“Hey, there’s a questionnaire for you here.”
“Huh?” says Actor Laddie.
“I’m doing these questionnaires for tomorrow’s research thing and there’s one headed “For Partners/Carers”. So, I guess that’s for you.”
A.L. takes off his pinny and joins me at the table where I’ve been wading through a small rainforest of forms. As always, I’ve left them till the last minute but, in truth, I’ve been involved in so many research things, I know what they are going to ask. Some will ask me if I have hallucinations, or incontinence, or memory problems. Others will ask if I can dress myself, wash myself, feed myself. Do I drool? Do I thrash about when dreaming? Am I in the grip of compulsive behaviour? Do I worry about the future?
Can anyone wade through the riches of possible Parkie symptoms and not worry about the future, I wonder? I’m reminded of Paul Mayhew-Archer’s brilliant response to his neurologist “of course I’m finding it difficult to smile – you’ve just told me I’ve got Parkinson’s.”
Anyway, having ploughed through some dozen forms asking me these questions several times in various winning combinations, I’ve come across something new – a form for ActorLaddie. Has he noticed any changes in my dressing/washing/drooling abilities?

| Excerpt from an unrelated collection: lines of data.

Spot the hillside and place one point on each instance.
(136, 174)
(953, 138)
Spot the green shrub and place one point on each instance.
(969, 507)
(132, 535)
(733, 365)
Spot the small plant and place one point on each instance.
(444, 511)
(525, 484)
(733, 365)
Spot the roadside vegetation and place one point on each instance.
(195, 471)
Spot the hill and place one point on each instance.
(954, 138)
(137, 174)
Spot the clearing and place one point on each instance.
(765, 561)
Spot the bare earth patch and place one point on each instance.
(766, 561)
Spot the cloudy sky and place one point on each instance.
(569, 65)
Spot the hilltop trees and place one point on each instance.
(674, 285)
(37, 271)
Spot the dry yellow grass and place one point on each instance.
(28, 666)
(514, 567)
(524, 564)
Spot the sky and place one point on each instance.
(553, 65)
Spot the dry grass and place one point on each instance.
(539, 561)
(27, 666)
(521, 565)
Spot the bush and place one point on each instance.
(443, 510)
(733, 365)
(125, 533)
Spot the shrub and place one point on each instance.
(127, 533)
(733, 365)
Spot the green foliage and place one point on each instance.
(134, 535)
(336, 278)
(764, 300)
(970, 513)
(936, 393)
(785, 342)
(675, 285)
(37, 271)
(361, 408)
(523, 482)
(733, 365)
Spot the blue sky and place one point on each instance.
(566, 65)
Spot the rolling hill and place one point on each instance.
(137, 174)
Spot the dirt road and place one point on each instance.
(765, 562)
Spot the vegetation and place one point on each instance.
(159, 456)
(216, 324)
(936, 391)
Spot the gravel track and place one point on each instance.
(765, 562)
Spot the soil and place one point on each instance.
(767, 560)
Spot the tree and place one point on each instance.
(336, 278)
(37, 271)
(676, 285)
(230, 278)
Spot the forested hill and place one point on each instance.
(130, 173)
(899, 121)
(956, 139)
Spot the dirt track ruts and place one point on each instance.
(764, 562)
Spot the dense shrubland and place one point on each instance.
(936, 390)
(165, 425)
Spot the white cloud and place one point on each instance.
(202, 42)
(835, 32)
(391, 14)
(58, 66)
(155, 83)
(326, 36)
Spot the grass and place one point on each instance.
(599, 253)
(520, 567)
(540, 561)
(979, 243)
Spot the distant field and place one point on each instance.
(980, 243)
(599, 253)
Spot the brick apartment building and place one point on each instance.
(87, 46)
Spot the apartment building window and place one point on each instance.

Do I talk to the trees? Am I away with the fairies? Am, in fact, an indicative vote short of a Brexit?
“I’ll leave you to it,” I say, before lurking to read over his shoulder. It feels a bit like an inspection – Ofjell? – and I’m rather relieved to see that his anwers match mine; I’m not about to be put into Special Measures.
“Actually, there is one thing I’ve noticed, ” he says. “Though it’s not in the questions.”
“Really?” I pause in my form bundling. “What?”
“You’ve started leaving cupboard doors open.”
“When you’ve opened a cupboard door, you often don’t shut it again.”
“Really. I’ve started noticing because sometimes I walk into them.”
It’s on the tip of my tongue to say “what you mean is that you’ve started walking into cupboard doors,” but that sounds a bit churlish as he’s just given me such a glowing Ofjell report. So I just think it, while assuring him that his feedback is important to me.
The research thing is same old, same old: walking up and down corridors, touching my nose, tapping my feet. Not all at once, you understand. No mention of cupboard doors.
And of course there’s the dratted Montreal Cognitive Test. I loathe the Montreal Cognitive Test almost as much as I loathe the European Research Group. If you’ve ever had any sort of neurological blip, it’s pretty certain you’ll have done the Montreal Cognitive Test, delighting amnesiacs since nineteen ninety – when was it? Draw a clock face and put on a time – always the same time. Name these animals – always the same animals. Remember these words – always the same words. Repeat this sentence – always the same sentence. How many words can you think of that start with this letter – always the same letter and, what’s more, the letter which means that you can’t use the first word that inevitably comes to mind. If only, as Paul M-A suggested, they changed the letter to ‘P’ then at least you could have some fun watching the Italian researcher attempting to spell pterodactyl or pneumonia or psalm.
To digress a little, I went to a new Patients’ Group meeting this week which has been set up to support a very ambitious research project. Actually, the group is officially called a PPI group – Public Patient Initiative or similar – so we were constantly on edge in case someone tried to mis-sell us insurance. It was our first meeting; most of the faces were new to me but it was great to meet up again with Jeannie who I’ve worked with on other committees and is really inspirational; among other things, a powerful testament to the efficacy of exercise.
They were an interesting mix of people and we quickly found common ground. When I get home, I tell ActorLaddie how we all loathed research questionnaires, we all feared going onto Parkinson’s websites in case of stumbling across Grim Imagined Futures and we all disliked how Parkinson’s is generally portrayed in the media.
I tell ActorLaddie this while I’m fixing a late lunch and a cuppa. I can’t help noticing that he is patiently, quietly, closing the cupboard doors which I’m leaving open. Because, as it turns out, he’s right about the cupboard door thing. But I’m telling you that in confidence, through gritted teeth: I do NOT want it appearing in any research questionnaire and will hold you reponsible if it does.
You have been warned.
One last thing…
I have a bit of a dislike for World Parkinson’s Day / Months and all the rest of it. So I cheered at Jon Stamford’s take on it in his latest blog. Well said, sir.